Pour monter ce classique parmi les classiques, Xavier Lemaire a choisi une mise en scène enjouée, qui fonctionne bien. En insistant sur la comédie et la mascarade, il fait efficacement passer le texte de Marivaux et lui redonne sa jeunesse auprès de tous les publics.
L’action est transposée dans une époque indéterminée, peut-être les années 1950, dans un château à la campagne. Dans leurs jolis costumes (signés Brigitte Elbar), les riches propriétaires forment une société amusante. Raffinée, avec sa galerie de portraits pas piquée des vers, composée d’une jeune fille (Gaëlle Billaut-Danno) un peu trop gâtée, d’un père (Bernard Carpentier) classieux et débonnaire, d’un frère (Julien Cigana) railleur et précieux.

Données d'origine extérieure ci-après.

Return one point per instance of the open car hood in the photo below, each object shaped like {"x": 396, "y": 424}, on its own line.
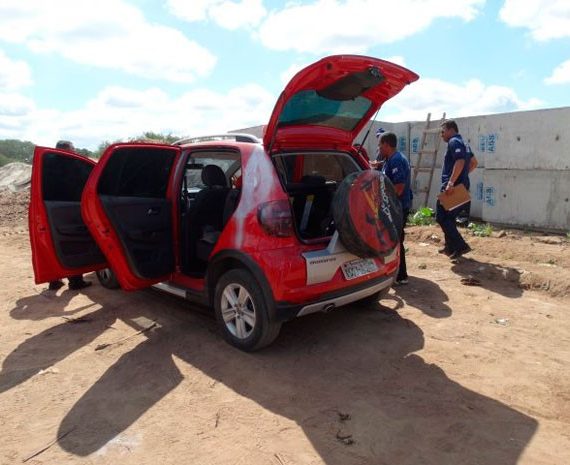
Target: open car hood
{"x": 327, "y": 104}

C’est l’image d’une noblesse de l’argent, qui a tout le loisir de s’inventer un jeu pour l’amour. Celui du travestissement, auquel ils se prêtent bien. La rencontre du tendre Dorante (Xavier Clion) avec la sensuelle et finaude Silvia, nous offre un fort joli duo.
Mais définitivement ce ne sont pas eux les héros de l’histoire. Revanche d’un Marivaux visionnaire, ici ce sont les valets qui dominent la pièce. Isabelle Andréani est remarquable dans le rôle de Lisette, pétulante et pas farouche, associée à un Arlequin des plus rustiques, Christian Dubouis. Avec leurs façons lourdaudes, volontiers grotesques, presque caricaturales par moments, leur duo est des plus piquants. Ils donnent le rythme à la pièce. Leurs répliques font mouche à tout coup. Et lorsqu’ils se laissent emporter par la farce des maîtres, au point de se prendre pour de véritables parvenus (style « bling bling » ?), on est hilare. Leur jeu impeccable nous réjouit, quitte à oublier quelques excès de gags proposés par la mise en scène. Lise de Rocquigny
Silvia et Dorante veulent être aimés pour ce qu’ils sont et non pour leur nom ou leur fortune. Ils proposent donc à leurs serviteurs Lisette et Arlquin de prendre leur place. Une pièce très connue et souvent représentée. Normal : c’est un chef d’œuvre !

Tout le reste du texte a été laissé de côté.